Beim eigenen Einstieg haben wir die Fehler gemacht, die fast jeden treffen:

  • Zu früh ums Podium kämpfen. In Rookie-Rennen entscheidet Ankommen, nicht Gewinnen. Ein 4x-Incident aus einem Verzweiflungs-Überholmanöver wirft dein SR weiter zurück, als drei gewonnene Positionen je bringen.
  • Off-Tracks unterschätzen. Vier Reifen im Grünen sind ein 1x-Incident, auch ohne Crash. Wer Kurve für Kurve zu weit trägt, blutet SR aus.
  • MPR vergessen. Das SR steht längst, aber die Starts fehlen — oder sie zählen nicht, weil sie in einer Serie unterhalb der eigenen Lizenz gefahren wurden. Time Trials in der richtigen Klasse füllen die Lücke.
  • Rennen aufgeben statt sauber heimbringen. Wer vorzeitig aussteigt, verliert die halbe Renndistanz für die Teilnahme-Wertung; die letzten sauberen Runden dagegen helfen dem SR.
  • Nach dem Aufstieg über die gesunkene Zahl erschrecken. Der neue Wert bedeutet keinen Rückschritt — dazu unten mehr.

Fast Track: der Abkürzungs-Weg nach oben

Du musst nicht bis zum Season-Ende warten. Erreichst du in den Klassen D, C oder B zu irgendeinem Zeitpunkt der Season ein Safety Rating von 4.00 und hast die MPR erfüllt, wirst du sofort befördert — die Fast-Track-Promotion (Sporting Code 3.9.2). Für Rookies genügt dafür 3.00. Das belohnt konstant saubere Fahrer und ist der schnellste ehrliche Weg von Rookie bis Klasse A.

Nach jeder Beförderung passieren zwei Dinge, die Einsteiger regelmäßig irritieren: Die MPR wird auf null zurückgesetzt, und dein Safety Rating springt sichtbar nach unten, oft um rund einen Punkt. Das ist kein Malus, sondern eine Umrechnung — die Wertebereiche der Klassen überlappen sich, dein tatsächlicher Sicherheits-Score bleibt unverändert und wird nur in den Bereich der neuen Klasse gemappt (iRacing-Support zur SR-Umrechnung).
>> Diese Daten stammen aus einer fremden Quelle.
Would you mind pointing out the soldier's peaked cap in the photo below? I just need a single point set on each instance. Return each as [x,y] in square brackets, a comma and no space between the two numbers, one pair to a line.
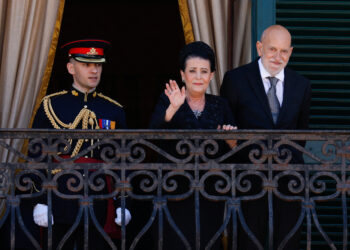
[87,50]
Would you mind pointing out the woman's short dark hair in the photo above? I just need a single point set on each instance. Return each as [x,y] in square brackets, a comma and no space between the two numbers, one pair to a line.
[197,49]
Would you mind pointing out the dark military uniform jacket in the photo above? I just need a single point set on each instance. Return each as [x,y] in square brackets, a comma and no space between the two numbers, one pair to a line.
[75,110]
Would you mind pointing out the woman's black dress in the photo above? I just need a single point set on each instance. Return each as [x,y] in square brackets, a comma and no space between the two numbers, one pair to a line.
[216,112]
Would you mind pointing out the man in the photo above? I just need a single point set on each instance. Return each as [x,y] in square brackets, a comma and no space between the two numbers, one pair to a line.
[265,94]
[82,107]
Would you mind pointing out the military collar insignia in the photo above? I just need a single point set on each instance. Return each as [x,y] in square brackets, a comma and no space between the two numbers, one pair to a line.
[76,93]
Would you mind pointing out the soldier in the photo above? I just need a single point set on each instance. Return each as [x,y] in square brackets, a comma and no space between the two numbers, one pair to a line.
[81,107]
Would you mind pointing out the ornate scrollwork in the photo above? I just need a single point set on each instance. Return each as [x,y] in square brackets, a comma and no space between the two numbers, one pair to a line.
[171,184]
[220,185]
[246,185]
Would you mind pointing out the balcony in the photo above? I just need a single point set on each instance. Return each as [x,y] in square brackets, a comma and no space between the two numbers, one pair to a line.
[150,171]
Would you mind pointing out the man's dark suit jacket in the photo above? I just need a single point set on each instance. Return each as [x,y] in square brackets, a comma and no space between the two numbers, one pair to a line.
[244,90]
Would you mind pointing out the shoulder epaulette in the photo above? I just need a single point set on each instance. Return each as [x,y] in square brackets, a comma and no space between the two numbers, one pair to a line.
[109,99]
[54,94]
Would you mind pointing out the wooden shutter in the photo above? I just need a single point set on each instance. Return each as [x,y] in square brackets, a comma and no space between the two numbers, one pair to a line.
[321,41]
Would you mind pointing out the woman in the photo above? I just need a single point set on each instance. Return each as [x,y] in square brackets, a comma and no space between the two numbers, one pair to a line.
[190,107]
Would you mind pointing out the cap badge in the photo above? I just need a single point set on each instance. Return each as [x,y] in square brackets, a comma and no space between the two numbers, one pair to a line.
[92,52]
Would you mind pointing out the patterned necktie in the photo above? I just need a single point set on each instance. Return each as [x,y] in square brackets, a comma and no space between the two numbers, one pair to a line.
[272,97]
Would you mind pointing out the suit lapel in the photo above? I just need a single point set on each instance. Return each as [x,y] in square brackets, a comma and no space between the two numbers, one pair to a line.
[258,87]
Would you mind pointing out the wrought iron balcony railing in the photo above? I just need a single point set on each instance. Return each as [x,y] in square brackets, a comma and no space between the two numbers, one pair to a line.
[160,175]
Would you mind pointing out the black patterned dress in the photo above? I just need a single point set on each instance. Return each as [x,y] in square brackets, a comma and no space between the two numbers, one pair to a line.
[216,112]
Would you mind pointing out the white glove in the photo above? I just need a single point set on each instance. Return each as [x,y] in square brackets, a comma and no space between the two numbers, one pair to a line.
[40,215]
[118,219]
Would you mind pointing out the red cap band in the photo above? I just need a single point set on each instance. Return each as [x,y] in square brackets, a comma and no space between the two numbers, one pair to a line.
[86,51]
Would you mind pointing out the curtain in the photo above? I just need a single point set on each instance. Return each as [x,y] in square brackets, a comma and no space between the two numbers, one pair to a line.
[28,38]
[225,25]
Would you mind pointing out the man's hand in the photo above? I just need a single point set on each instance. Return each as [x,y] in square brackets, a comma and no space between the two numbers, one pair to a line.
[118,218]
[40,215]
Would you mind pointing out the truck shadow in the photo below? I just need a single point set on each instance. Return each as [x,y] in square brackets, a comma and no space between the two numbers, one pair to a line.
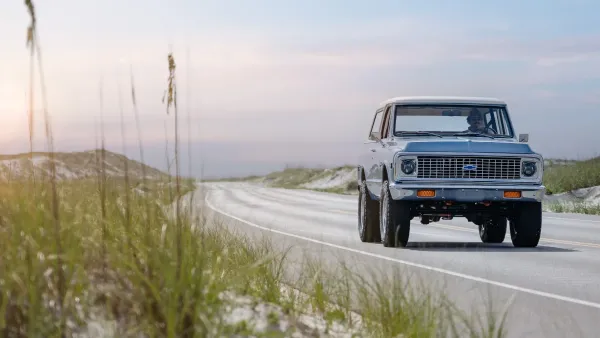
[478,246]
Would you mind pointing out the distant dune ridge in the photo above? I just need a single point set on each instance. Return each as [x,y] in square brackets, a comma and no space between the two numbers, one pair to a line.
[73,165]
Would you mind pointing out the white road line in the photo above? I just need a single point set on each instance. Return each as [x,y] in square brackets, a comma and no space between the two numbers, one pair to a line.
[573,219]
[453,227]
[422,266]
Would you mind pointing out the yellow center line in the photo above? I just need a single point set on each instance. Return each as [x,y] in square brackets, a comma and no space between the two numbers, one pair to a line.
[453,227]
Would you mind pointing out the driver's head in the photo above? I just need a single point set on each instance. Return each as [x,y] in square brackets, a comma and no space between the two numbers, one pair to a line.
[475,120]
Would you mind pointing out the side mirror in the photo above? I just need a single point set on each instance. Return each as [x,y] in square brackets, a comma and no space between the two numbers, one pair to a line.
[375,135]
[524,138]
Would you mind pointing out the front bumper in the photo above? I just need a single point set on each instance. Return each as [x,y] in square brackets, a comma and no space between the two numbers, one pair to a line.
[467,193]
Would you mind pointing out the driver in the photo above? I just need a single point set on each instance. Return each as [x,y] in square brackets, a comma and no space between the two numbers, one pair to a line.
[476,124]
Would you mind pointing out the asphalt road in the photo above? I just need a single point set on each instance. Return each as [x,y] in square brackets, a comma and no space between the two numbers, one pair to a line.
[555,287]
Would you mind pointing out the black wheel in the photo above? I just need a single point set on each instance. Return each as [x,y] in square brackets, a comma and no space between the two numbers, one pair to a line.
[394,223]
[493,230]
[526,225]
[368,215]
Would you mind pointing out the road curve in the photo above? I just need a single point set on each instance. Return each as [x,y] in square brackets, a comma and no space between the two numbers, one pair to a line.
[556,286]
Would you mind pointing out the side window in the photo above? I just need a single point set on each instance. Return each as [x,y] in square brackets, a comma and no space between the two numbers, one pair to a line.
[386,123]
[376,126]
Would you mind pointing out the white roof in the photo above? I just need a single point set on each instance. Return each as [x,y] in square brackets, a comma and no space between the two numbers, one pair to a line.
[443,99]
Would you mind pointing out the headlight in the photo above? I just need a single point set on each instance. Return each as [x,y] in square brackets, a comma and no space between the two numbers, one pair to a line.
[528,168]
[405,166]
[408,166]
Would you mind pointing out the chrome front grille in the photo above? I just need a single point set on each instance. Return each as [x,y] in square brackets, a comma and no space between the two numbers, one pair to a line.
[461,167]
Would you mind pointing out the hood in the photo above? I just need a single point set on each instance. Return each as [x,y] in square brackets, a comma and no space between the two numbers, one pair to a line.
[468,146]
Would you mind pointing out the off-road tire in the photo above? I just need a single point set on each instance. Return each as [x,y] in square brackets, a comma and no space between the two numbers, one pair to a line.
[493,230]
[368,215]
[526,225]
[394,220]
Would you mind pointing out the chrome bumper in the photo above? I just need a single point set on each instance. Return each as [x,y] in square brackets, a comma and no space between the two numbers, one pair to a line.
[467,193]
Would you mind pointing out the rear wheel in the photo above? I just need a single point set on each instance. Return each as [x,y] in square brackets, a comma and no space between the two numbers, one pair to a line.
[526,225]
[368,215]
[493,230]
[394,221]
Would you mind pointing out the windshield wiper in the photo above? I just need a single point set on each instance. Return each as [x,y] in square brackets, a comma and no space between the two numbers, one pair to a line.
[418,133]
[472,133]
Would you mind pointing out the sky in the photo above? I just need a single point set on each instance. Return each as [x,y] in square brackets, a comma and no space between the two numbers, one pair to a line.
[271,83]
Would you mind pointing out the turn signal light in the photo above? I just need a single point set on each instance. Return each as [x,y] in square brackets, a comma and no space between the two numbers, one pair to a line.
[426,193]
[512,194]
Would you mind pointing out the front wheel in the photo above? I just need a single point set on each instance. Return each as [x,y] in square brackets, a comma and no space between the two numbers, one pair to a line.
[526,225]
[394,221]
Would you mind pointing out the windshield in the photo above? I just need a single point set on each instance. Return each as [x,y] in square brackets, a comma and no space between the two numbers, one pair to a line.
[449,120]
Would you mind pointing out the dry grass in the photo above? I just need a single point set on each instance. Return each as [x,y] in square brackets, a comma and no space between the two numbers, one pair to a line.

Wann iRacing Lizenzen wieder herabstuft

Eine Lizenz ist kein Besitz, sondern ein Spiegel deiner aktuellen Fahrweise — allerdings mit klaren Schwellen statt Bauchgefühl. Liegt dein SR am Ende der Season zwischen 2.00 und 2.99, bleibst du in deiner Klasse; unter 2.00 wirst du zum Season-Ende eine Stufe zurückgestuft. Fällt der Wert während der Season unter 1.00, folgt die Rückstufung sofort (Reckless Driver Demotion, Sporting Code 3.10). Eine Entwarnung für Einsteiger: Rookie- und D-Lizenzen werden überhaupt nicht herabgestuft. Wer gerade erst aus der Rookie-Klasse raus ist, kann sein SR also in Ruhe wieder aufbauen. Anders als bei der Beförderung bleibt bei einem Abstieg die bereits erfüllte MPR erhalten.

Beim Einstieg ist die größte Hürde selten das Fahren selbst, sondern die vielen ungeschriebenen Regeln drumherum. Dafür gibt es uns: In unserem deutschsprachigen iRacing-Discord helfen dir echte Fahrer bei Lizenz-Fragen, Serien-Wahl und den ersten sauberen Rennen — komm vorbei und stell deine Fragen.

Quellen

Häufige Fragen

Wie viele Lizenzstufen hat iRacing?

Sechs: Rookie, Klasse D, C, B, A und Pro – und zwar getrennt für jede der fünf Kategorien Sports Car, Formula, Oval, Dirt Oval und Dirt Road.

Welches Safety Rating brauche ich für den Aufstieg?

Für die reguläre Beförderung am Season-Ende reicht ein SR von 3.00. Für den sofortigen Fast-Track-Aufstieg ab Klasse D brauchst du 4.00, als Rookie genügen 3.00.

Zählt mein iRating für die Lizenz?

Nein. Der Sporting Code stellt ausdrücklich fest, dass iRating die Lizenzklasse nicht beeinflusst – es misst nur deine Renn-Stärke gegen andere Fahrer.

Was ist die Minimum Participation Requirement (MPR)?

Die Mindestzahl gewerteter Starts pro Season: 2 Rennen oder 4 Time Trials als Rookie, sonst 4 Rennen oder 4 Time Trials – in Serien ab deiner eigenen Lizenzstufe.

Kann ich in der Lizenz auch absteigen?

Ab Klasse C ja: unter 2.00 SR am Season-Ende geht es eine Stufe zurück, unter 1.00 sofort. Rookie- und D-Lizenzen werden nie herabgestuft.

Warum sinkt mein Safety Rating nach der Beförderung?

Weil der Wert in den Bereich der neuen Klasse umgerechnet wird – oft rund ein Punkt weniger. Dein tatsächlicher Sicherheits-Score bleibt dabei unverändert.